According to the authors of the study, “School-based interventions for preventing HIV, sexually transmitted infections, and pregnancy in adolescents,” published in the Cochrane Database of Systematic Reviews, “There is little evidence that educational curriculum-based programs alone are effective in improving sexual and reproductive health outcomes for adolescents.”
The study’s authors reviewed eight studies that examined sex-education programs in schools in Africa, Latin America and Europe with a total of 55,157 participants, and performed randomized controlled trials on their data. They found the programs had no measurable impact on the rate of sexually-transmitted diseases among participants or rates of pregnancy.
“In these trials, the educational programs evaluated had no demonstrable effect on the prevalence of HIV or other STIs (Sexually Transmitted Infections),” the authors write, noting that in addition to HIV infection they also looked at results regarding herpes and syphilis. “There was also no apparent effect on the number of young women who were pregnant at the end of the trial,” they add.
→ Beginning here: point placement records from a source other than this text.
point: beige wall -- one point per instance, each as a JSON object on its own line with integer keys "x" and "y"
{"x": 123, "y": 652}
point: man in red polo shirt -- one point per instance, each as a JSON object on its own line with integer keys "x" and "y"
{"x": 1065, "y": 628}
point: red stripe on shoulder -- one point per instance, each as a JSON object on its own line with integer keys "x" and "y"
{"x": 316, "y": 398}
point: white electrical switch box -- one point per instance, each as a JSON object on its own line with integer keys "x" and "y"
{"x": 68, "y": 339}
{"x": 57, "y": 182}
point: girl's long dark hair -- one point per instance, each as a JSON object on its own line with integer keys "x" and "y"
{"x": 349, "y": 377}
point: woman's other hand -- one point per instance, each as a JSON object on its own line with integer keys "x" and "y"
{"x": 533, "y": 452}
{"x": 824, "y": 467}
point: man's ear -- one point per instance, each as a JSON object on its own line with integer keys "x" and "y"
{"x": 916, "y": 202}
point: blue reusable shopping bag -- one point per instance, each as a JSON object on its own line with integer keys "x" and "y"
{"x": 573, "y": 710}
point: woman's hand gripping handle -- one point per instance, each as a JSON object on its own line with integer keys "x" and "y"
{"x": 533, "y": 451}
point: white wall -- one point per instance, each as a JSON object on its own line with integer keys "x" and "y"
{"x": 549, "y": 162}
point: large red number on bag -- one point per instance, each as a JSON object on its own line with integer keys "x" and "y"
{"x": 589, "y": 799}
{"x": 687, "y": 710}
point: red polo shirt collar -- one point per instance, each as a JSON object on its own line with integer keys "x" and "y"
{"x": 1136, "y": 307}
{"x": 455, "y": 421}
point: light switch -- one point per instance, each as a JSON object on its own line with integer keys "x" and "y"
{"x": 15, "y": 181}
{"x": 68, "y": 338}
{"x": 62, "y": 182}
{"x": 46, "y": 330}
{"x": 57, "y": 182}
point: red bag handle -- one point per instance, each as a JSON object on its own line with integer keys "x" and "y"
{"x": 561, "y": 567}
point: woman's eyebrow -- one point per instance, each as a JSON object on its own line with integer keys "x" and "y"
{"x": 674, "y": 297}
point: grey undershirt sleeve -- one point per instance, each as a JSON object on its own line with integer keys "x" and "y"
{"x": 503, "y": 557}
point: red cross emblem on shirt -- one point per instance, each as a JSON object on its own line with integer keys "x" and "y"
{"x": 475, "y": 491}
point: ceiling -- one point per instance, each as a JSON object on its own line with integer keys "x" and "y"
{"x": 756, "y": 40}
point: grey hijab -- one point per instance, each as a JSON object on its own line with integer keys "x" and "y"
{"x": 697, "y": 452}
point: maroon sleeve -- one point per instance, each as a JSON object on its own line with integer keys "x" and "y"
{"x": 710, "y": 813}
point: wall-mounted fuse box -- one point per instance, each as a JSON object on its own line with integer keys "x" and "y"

The authors note that many studies of adolescent sex-education programs measure the programs’ effectiveness by examining their “effects on knowledge or self-reported behavior” rather than “biological outcomes” such as the rates of pregnancy and sexually transmitted diseases among program participants. In examining biological outcomes, the authors could find no benefit from such programs.
The findings of the study are consonant with other studies of “comprehensive” sex-education programs that show them to be ineffective or even counterproductive, particularly in comparison with abstinence-only programs.
A 2004 study conducted in the UK by the Family Education Trust, “Sex Education or Indoctrination,” examined teen pregnancy rates in different areas of the country to determine how they correlated with sex-education programs. It found that teenage pregnancy rates were highest in the areas that were most aggressive in promoting sex-ed.
A 2007 study conducted in the U.S. by the Institute for Research and Evaluation found that “comprehensive” sex-education programs had little impact on the behavior of teens during their education and no long-term effects whatsoever, noting “Of 50 rigorous studies spanning the past 15 years, only one of them reports an improvement in consistent condom use after a period of at least one year.”
The same study found that abstinence-based sex-education programs “can reduce teen sexual activity by as much as one half for periods of one to two years” at the conclusion of the programs.